Analysis: Section 3-B empowered the State Government to declare goods liable to purchase tax, and the relevant notification used the expression "coconut (i.e., copra excluding tender coconuts) (cocos nucifera)" in the schedule under the genus "oil-seeds". The decisive question was the meaning of the exclusion. The expression "that is to say" in the corresponding central entry was explanatory, and the entry had to be read in the context of the statutory genus "oil-seeds". The record showed that the coconuts dealt with were fully grown coconuts with developed kernel and water, not tender coconuts in the early stage with hardly any kernel. The exclusion in the notification was directed only to tender coconuts, namely, coconuts containing mostly water and no kernel capable of yielding oil. Since the notified entry adopted the same terminology as the Central Sales Tax Act entry and the settled understanding was that mature coconuts and copra are capable of producing oil, the dealers' goods were not excluded from the declared commodity merely because they were not tender coconuts.

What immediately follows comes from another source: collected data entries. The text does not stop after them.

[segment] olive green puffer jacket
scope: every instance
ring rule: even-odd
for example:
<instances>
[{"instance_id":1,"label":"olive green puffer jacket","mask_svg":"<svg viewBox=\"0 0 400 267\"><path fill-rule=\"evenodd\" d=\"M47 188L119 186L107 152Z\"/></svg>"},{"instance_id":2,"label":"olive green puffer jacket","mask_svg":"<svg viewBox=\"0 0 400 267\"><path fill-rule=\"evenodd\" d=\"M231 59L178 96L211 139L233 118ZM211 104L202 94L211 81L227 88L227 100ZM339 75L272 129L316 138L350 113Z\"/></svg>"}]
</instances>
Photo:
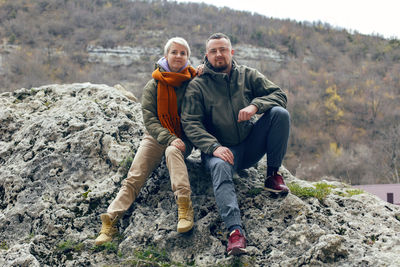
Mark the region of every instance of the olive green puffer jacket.
<instances>
[{"instance_id":1,"label":"olive green puffer jacket","mask_svg":"<svg viewBox=\"0 0 400 267\"><path fill-rule=\"evenodd\" d=\"M273 106L286 108L286 102L286 94L257 70L233 62L228 76L206 61L204 74L186 89L181 122L189 140L212 154L220 145L241 143L250 133L250 121L237 121L241 109L253 104L262 114Z\"/></svg>"}]
</instances>

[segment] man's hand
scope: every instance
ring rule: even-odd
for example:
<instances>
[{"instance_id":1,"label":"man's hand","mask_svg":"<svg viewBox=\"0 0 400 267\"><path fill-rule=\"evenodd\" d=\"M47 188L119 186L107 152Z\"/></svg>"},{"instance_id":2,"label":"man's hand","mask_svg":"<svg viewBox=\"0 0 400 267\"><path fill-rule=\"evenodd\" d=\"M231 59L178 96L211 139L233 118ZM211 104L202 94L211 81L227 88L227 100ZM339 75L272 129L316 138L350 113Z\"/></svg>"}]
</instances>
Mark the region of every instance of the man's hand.
<instances>
[{"instance_id":1,"label":"man's hand","mask_svg":"<svg viewBox=\"0 0 400 267\"><path fill-rule=\"evenodd\" d=\"M186 146L185 143L182 141L182 139L180 138L175 139L174 141L171 142L171 146L176 147L177 149L182 151L183 154L185 153Z\"/></svg>"},{"instance_id":2,"label":"man's hand","mask_svg":"<svg viewBox=\"0 0 400 267\"><path fill-rule=\"evenodd\" d=\"M233 165L233 153L232 151L224 146L219 146L217 149L214 150L213 152L214 157L218 157L231 165Z\"/></svg>"},{"instance_id":3,"label":"man's hand","mask_svg":"<svg viewBox=\"0 0 400 267\"><path fill-rule=\"evenodd\" d=\"M249 105L245 108L242 108L241 110L239 110L238 122L250 120L251 116L256 114L257 111L258 111L258 108L254 105Z\"/></svg>"}]
</instances>

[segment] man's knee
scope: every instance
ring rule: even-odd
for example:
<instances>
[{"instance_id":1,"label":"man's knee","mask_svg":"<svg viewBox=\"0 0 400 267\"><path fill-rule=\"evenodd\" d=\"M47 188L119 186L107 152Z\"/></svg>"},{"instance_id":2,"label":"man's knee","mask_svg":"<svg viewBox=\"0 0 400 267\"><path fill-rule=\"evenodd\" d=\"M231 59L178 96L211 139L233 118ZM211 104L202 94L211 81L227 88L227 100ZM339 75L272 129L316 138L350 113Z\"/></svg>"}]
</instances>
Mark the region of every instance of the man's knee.
<instances>
[{"instance_id":1,"label":"man's knee","mask_svg":"<svg viewBox=\"0 0 400 267\"><path fill-rule=\"evenodd\" d=\"M228 162L217 158L210 164L210 171L214 186L232 182L233 166Z\"/></svg>"},{"instance_id":2,"label":"man's knee","mask_svg":"<svg viewBox=\"0 0 400 267\"><path fill-rule=\"evenodd\" d=\"M290 121L289 111L283 107L273 107L270 112L271 116L278 118L279 120Z\"/></svg>"}]
</instances>

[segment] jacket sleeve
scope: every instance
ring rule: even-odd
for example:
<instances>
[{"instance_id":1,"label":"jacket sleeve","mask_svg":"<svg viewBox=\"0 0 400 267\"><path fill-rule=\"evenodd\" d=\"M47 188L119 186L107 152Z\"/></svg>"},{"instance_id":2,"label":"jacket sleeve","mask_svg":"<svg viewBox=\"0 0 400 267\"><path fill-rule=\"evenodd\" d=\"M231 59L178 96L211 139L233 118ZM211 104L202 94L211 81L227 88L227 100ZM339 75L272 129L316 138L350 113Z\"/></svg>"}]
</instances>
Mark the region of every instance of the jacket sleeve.
<instances>
[{"instance_id":1,"label":"jacket sleeve","mask_svg":"<svg viewBox=\"0 0 400 267\"><path fill-rule=\"evenodd\" d=\"M217 138L208 133L204 126L205 109L203 96L196 79L192 80L185 93L181 122L188 139L203 153L212 154L220 146Z\"/></svg>"},{"instance_id":2,"label":"jacket sleeve","mask_svg":"<svg viewBox=\"0 0 400 267\"><path fill-rule=\"evenodd\" d=\"M143 89L142 114L146 130L162 145L169 145L177 137L161 125L157 114L157 82L150 80Z\"/></svg>"},{"instance_id":3,"label":"jacket sleeve","mask_svg":"<svg viewBox=\"0 0 400 267\"><path fill-rule=\"evenodd\" d=\"M268 80L262 73L255 69L246 70L246 82L252 90L251 103L258 108L258 114L264 113L274 106L286 108L287 97L285 92Z\"/></svg>"}]
</instances>

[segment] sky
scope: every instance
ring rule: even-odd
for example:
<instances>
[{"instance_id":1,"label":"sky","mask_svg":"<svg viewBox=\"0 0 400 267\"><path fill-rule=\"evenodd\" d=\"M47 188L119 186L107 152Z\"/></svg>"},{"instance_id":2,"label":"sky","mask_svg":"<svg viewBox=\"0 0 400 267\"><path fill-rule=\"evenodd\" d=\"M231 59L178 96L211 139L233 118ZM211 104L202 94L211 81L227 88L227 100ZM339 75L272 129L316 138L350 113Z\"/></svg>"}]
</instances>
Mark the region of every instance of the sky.
<instances>
[{"instance_id":1,"label":"sky","mask_svg":"<svg viewBox=\"0 0 400 267\"><path fill-rule=\"evenodd\" d=\"M321 21L350 32L400 39L399 0L177 0L295 21Z\"/></svg>"}]
</instances>

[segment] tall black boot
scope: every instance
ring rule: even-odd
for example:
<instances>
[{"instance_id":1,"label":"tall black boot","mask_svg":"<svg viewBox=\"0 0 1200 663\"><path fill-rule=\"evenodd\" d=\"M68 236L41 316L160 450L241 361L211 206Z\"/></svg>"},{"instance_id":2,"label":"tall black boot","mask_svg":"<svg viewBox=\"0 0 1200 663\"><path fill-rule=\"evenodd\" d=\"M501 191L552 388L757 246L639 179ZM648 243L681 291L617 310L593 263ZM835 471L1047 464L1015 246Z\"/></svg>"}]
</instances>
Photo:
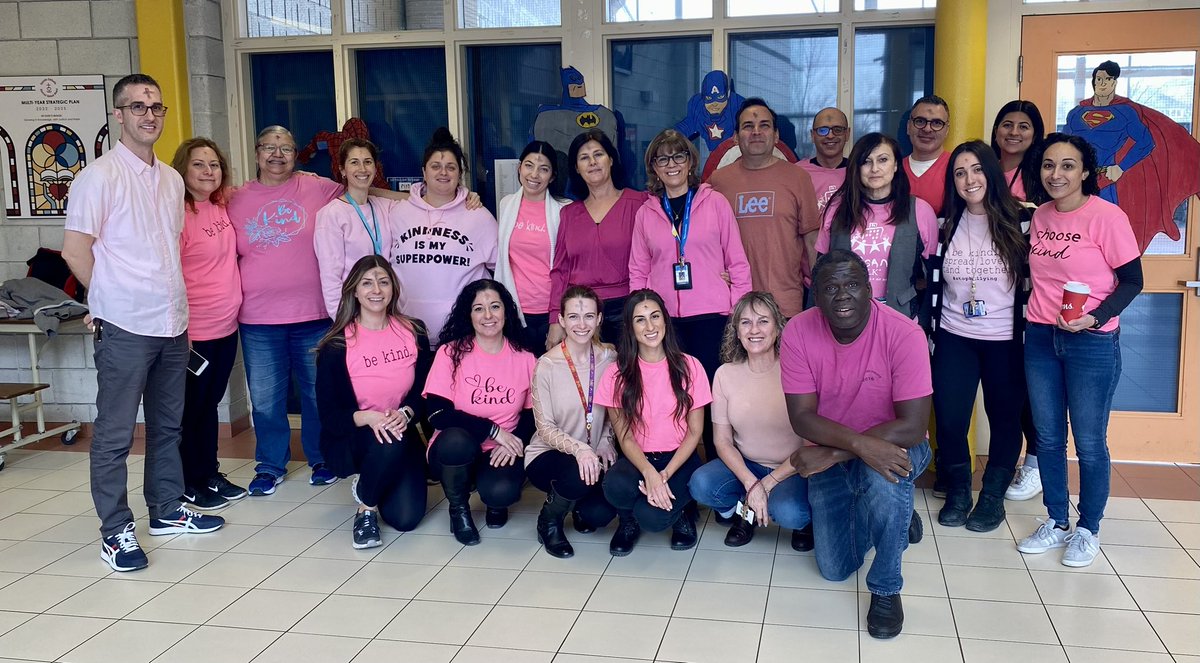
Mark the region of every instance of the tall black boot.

Conclusion: The watery coconuts in question were covered by the notified entry and were not excluded from it; the answer was in favour of the dealers and against the Revenue.
Final Conclusion: The reference was answered by holding that the relevant notification excluded only tender coconuts and not mature watery coconuts, so the assessment could not be sustained on the Revenue's construction.
Ratio Decidendi: Where a taxing notification classifies coconut under oil-seeds and excludes only "tender coconuts", the exclusion must be confined to coconuts lacking a developed kernel capable of yielding oil, and mature watery coconuts remain within the taxable entry.